ARM public key benchmark

Thu Apr 4 12:34:32 CEST 2013

nisse at lysator.liu.se (Niels Möller) writes:

  No speedup for addmul_1, unfortunately, but a saving for submul_1. Here
  are new versions of both files (for mpn/arm/v6).

I sometimes get better A9 performance with *discrete* pointer updates,
not one-out-of-four autoincrement pointer updates like used here.  I
think the code you started with had that one-out-of-four trick for str,
already?

  I wonder if this
  submul_1 complement trick is useful on some other platforms too, e.g.,
  64-bit sparc?

Possibly.  This is a trick I actually realised many years ago, so it
might very well already be used someplace in GMP.

I had on the other hand not realised David's ones complement + pre-invert
carry trick.  I think that trick and this trick will result in the same
loop insn count on most subtraction challenged machines.

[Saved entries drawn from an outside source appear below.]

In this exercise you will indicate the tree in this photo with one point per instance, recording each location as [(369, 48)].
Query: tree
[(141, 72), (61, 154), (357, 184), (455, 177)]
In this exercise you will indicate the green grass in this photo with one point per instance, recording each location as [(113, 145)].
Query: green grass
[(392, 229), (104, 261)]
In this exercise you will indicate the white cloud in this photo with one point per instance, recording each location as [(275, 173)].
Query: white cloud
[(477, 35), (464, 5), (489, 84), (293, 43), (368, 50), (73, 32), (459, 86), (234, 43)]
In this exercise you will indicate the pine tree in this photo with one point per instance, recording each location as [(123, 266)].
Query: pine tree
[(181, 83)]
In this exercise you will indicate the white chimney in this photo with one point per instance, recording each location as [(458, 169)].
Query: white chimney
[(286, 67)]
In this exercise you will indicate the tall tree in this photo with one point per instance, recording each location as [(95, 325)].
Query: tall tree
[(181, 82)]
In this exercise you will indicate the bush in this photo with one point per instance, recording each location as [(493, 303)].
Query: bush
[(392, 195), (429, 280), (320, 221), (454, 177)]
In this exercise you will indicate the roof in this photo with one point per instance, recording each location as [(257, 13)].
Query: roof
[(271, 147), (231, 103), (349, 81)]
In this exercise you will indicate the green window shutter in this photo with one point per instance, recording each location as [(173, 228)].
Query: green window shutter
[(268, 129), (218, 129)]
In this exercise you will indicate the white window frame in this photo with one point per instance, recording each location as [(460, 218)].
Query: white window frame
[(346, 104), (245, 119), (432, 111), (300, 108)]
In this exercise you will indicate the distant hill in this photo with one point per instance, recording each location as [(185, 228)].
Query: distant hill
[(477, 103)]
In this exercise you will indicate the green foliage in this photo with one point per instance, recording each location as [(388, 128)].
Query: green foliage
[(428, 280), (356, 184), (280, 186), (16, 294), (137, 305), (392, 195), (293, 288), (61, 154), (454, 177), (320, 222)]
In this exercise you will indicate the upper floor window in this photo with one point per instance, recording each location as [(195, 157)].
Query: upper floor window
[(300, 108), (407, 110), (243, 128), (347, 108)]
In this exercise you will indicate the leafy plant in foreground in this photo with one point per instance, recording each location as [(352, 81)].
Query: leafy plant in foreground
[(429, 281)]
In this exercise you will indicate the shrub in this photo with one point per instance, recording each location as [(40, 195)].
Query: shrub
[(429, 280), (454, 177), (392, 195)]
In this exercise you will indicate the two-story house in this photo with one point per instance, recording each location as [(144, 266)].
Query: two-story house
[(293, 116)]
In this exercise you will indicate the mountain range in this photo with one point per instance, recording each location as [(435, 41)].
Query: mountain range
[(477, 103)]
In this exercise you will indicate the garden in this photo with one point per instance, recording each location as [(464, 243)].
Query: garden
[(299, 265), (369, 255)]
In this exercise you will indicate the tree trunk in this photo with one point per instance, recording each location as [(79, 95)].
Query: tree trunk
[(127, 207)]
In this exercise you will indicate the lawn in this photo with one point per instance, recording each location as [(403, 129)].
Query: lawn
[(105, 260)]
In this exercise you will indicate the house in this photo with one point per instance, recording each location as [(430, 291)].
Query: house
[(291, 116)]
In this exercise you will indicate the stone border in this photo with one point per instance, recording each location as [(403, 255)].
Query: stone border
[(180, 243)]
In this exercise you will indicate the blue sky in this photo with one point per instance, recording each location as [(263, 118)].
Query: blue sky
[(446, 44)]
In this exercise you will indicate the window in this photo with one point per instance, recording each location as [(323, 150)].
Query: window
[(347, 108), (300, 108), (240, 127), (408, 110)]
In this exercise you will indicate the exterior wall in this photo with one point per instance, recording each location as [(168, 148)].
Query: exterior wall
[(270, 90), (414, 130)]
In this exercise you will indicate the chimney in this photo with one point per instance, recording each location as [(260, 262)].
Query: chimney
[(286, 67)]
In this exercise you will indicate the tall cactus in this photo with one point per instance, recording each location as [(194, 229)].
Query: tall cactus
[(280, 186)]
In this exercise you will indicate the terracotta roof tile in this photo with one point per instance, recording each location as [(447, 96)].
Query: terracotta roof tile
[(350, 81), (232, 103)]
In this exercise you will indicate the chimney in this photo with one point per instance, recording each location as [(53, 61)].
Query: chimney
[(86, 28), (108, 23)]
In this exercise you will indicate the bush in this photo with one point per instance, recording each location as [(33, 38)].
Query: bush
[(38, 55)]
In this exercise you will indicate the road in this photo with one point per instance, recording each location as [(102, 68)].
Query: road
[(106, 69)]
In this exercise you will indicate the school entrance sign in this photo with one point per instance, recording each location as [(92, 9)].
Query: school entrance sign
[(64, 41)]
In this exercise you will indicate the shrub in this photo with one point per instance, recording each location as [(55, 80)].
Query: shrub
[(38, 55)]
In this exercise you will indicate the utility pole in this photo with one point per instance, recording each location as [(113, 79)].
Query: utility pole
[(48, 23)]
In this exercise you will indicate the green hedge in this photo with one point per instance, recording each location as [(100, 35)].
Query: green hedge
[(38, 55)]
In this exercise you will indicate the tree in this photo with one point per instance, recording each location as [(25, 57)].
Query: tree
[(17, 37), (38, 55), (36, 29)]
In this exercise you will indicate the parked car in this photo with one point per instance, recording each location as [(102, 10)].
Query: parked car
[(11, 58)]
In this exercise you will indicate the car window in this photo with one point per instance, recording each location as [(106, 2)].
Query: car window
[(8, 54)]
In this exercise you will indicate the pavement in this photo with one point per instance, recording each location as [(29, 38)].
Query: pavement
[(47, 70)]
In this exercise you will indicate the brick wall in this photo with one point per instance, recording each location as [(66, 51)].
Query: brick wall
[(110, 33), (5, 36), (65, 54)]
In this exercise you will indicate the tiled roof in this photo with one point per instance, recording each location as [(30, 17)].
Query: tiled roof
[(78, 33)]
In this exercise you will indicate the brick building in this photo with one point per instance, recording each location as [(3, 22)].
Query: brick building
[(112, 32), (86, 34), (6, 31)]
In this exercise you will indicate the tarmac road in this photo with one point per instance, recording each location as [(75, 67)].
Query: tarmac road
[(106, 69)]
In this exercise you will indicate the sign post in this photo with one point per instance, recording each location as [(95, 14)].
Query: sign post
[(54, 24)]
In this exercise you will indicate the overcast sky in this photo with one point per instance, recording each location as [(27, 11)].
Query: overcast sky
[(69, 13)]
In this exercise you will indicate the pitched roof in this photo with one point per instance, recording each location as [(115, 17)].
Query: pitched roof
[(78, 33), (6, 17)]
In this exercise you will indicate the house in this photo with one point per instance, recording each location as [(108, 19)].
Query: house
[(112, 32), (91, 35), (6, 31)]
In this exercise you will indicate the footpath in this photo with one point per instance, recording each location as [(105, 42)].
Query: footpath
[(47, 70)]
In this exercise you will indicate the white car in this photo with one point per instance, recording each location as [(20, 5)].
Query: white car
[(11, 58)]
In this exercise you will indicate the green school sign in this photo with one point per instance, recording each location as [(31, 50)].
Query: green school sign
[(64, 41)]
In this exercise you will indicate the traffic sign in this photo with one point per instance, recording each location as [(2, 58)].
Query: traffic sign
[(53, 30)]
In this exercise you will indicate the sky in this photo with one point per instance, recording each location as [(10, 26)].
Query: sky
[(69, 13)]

It is possible that this or similar tricks could be useful in other
contexts, such as the 2/1 or 3/2 quotient approximation primitives.

  Running at 3.25 and 3.9 c/l on A9:

Cool!  Looks like it is actually faster than 3.9 for some
alignments/sizes.

Did you time this on some other CPU too?  I have new submul_1 code for
A15 which runs at 2.75 c/l.  It runs at 6.25 c/l on A9...  Fewer
variants are always good, so it'd be nice if your code is faster
everwhere.

To squeeze the last out of this code there are a few things you might
want to try:

1. Use descrete ptr updates for up and/or rp.
2. Move the one-out-of-four autoincrement updates to other ldr/str
   insns.
3. Use ldm/stm.  Often an A9 win.

-- 
Torbjörn